Body composition of marathon swimmers has been previously reported as being higher in body fat (BF) and shorter in stature than competitive pool swimmers, and the differences are attributed to OW swimmers usually being of lower standard than pool swimmers [26]. The CSA and CSPF recommend EC aspirants to increase their body weight and adiposity to increase the safety of their swim in an attempt to reduce the risk of developing hypothermia [4, 6]. In non-elite marathon swims, higher BF may be associated with improvements in body temperature regulation when swimming in cold water [19, 27] and BF acts as an insulator against the cold [9]. It has been reported that athletes with higher subcutaneous fat [9, 22, 28, 29] and higher BMIs [10, 12] are at lower risk of developing hypothermia [22] and are more likely to endure cold water swims for longer periods [22, 30].
Other strategies that have been employed to reduce the likelihood of developing hypothermia include cold water adaptation [31–33] and hypothermic exercise training [20, 34, 35]. Factors that have been previously shown to increase hypothermia risk are older age [36, 37], wind chill [11], motion sickness [38] and local muscular fatigue [11].
Potential disadvantages to gaining weight to an ‘overweight’ or ‘obese’ level of BF may include health risks [39] and detriments to swimming performance [40, 41]. It is well established that being ‘overweight’ is a risk factor for chronic diseases such as type two diabetes mellitus, cancers (i.e. colorectal and breast cancer) and cardiovascular diseases (i.e. atherosclerosis, stroke and coronary heart disease) [39]. However, exercise is known to reduce the risk for these health conditions [39] and some research shows that this is independent of fatness level [42].
To measure swim performance, indicators of swimming velocity, stroke rate and/or stroke length are commonly used in both elite pool swimming [43–45] and cold water swimming [28, 46]. In freestyle swimming, increased SR is associated with increased metabolic heat production and typically results in an increased velocity [47]. Stroke rate is also related to energy output, and thus a decline in SR is generally indicative of a swimmer’s state of fatigue and performance [48].

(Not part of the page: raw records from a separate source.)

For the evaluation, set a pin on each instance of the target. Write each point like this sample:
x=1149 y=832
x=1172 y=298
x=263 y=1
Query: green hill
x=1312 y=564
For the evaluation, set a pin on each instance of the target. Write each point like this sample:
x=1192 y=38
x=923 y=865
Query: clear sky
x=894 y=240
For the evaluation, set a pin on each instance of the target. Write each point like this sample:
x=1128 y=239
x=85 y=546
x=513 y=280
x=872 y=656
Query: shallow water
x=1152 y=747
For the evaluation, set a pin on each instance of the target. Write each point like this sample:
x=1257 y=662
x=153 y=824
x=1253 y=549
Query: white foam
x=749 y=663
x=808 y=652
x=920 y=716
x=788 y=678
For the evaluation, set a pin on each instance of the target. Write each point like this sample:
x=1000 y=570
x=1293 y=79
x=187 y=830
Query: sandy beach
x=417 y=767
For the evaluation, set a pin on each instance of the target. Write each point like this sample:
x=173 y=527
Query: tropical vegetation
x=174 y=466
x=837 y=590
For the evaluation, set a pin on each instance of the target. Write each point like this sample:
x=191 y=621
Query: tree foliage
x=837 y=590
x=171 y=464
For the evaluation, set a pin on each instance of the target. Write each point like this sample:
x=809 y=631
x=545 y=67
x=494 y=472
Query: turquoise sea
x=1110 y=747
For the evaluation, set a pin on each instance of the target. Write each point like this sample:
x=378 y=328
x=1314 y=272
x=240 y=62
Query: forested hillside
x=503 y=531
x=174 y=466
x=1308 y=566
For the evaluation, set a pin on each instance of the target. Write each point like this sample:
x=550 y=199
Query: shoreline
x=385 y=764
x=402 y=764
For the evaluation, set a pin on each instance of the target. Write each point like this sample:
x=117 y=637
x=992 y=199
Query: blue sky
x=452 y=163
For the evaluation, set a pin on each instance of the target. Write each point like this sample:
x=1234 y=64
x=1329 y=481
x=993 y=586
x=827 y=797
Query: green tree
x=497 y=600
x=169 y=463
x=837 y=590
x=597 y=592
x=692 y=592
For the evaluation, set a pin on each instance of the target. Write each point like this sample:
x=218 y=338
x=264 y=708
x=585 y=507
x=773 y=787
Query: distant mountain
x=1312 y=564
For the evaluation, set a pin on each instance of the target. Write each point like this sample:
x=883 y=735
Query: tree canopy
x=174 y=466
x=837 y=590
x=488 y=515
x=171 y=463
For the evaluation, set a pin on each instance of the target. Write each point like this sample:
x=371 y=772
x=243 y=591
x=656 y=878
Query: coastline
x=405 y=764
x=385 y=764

Given the health, medical, time and financial risks, along with the increasing popularity of the EC swim [4], this study aimed to observe the TC changes in CWS in an EC qualifying swim of 6Â h. We investigated whether factors such as adiposity, lean mass, SR, age or training volume affected TC change, and if any of these factors were associated with EC success and EC crossing time.